Fig. 2|. Typhoid toxin has in vivo tropism to endothelial cells of arterioles in the brain and to immune cells.

Fig. 2|

a, A schematic showing the trisaccharide consensus recognized by typhoid toxin PltB915. Neu5Ac, N-acetylneuraminic acid; Gal, galactose; GlcNAc, N-acetylglucosamine. b, Visualization of the expression of the typhoid toxin glycan receptor (red). To investigate receptor expression, the indicated mouse tissue sections of untreated C57BL/6 mice were probed for Alexa555-conjugated typhoid toxin (n = 3) or Alexa555-conjugated PltB-binding-defective mutant (n = 3). Scale bar, 100 μm. These results indicate that the glycan receptor for typhoid toxin is ubiquitously expressed in the tissue sections tested. Images shown are representative of 30 images in at least three independent experiments. c, Alexa555-conjugated typhoid toxin (red), either WT toxin (n = 5) or a PltB binding defective mutant toxin (n = 3), was systemically administered into live C57BL/6 mice and toxin localization in various tissues was investigated 2 h after administration.

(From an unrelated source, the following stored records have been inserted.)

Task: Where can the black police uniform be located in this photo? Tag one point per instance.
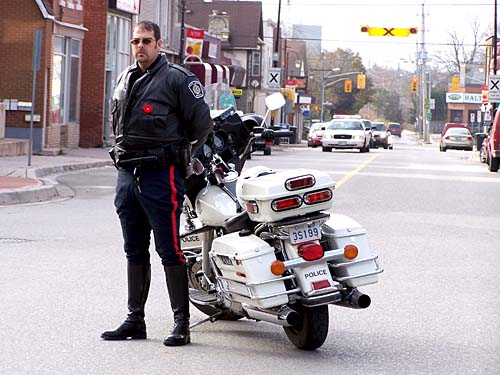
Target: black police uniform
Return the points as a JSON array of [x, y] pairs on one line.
[[157, 115]]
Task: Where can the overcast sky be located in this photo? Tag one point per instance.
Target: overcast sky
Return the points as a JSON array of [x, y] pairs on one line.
[[341, 21]]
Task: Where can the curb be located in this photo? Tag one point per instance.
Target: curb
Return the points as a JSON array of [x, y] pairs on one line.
[[50, 189]]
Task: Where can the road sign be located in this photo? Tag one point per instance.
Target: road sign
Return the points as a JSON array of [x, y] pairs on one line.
[[274, 79], [494, 89], [388, 31]]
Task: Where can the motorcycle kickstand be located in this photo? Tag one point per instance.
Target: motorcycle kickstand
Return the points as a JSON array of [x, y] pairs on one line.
[[211, 319]]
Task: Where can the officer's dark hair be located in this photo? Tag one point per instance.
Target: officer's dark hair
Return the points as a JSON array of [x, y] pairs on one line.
[[149, 26]]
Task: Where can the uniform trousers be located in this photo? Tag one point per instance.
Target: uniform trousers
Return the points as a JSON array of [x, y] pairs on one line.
[[150, 199]]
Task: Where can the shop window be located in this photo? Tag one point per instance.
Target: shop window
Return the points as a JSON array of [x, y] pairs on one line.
[[456, 116], [255, 64], [118, 44], [65, 80]]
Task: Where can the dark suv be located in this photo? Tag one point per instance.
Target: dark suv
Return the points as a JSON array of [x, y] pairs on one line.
[[394, 128]]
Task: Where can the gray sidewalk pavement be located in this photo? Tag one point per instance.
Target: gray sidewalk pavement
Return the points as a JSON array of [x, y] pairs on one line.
[[20, 183]]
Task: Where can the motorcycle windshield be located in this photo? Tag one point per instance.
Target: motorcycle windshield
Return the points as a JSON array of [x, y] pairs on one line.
[[219, 97]]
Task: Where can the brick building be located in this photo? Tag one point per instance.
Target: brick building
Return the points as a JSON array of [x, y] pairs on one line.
[[56, 108]]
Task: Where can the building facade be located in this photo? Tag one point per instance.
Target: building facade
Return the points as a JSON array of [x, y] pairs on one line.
[[56, 99]]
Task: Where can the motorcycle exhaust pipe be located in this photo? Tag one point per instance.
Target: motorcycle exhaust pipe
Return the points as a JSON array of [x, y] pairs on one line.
[[285, 317], [355, 300]]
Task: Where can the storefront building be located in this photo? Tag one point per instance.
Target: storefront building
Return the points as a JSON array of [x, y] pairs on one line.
[[106, 54], [56, 121], [464, 107]]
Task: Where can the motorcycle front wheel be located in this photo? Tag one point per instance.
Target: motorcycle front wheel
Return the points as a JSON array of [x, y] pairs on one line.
[[310, 333], [209, 310]]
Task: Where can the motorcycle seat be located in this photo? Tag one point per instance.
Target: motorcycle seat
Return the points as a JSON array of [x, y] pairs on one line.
[[239, 222]]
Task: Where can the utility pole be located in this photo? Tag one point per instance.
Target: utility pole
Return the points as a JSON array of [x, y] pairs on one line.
[[423, 81], [323, 78]]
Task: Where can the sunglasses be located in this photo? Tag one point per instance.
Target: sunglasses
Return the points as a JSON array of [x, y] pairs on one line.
[[144, 41]]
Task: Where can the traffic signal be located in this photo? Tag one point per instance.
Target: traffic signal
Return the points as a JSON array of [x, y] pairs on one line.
[[361, 81], [455, 83], [414, 85], [388, 31], [347, 85]]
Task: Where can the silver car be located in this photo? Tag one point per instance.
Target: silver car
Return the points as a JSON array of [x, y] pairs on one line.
[[345, 133], [456, 138]]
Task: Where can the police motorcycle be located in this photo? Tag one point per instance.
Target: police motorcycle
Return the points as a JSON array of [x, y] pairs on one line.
[[260, 244]]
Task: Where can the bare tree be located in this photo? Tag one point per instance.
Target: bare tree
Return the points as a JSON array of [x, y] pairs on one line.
[[460, 52]]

Typhoid toxin localized in the brain and the spleen but did not localize in lung, liver and kidney. CD31 is a specific cell surface marker for endothelial cells, while DAPI stains DNA. A PltB mutant toxin conjugated to Alexa555 was defective for the binding to the brain endothelial cells, indicating toxin signal is specific. Scale bar, 100 μm. d, Ricinus communis agglutinin I (RCAI) conjugated to FITC (green) that has binding specificity to terminal galactose was co-administered along with typhoid toxin-Alexa555 into live C57BL/6 mice (n = 2). RCAI localized in spleen, lung and kidney but not in brain and liver, supporting the specific in vivo trafficking of typhoid toxin. Images shown are representative of 30 images in at least two independent experiments. Scale bars, 100 μm.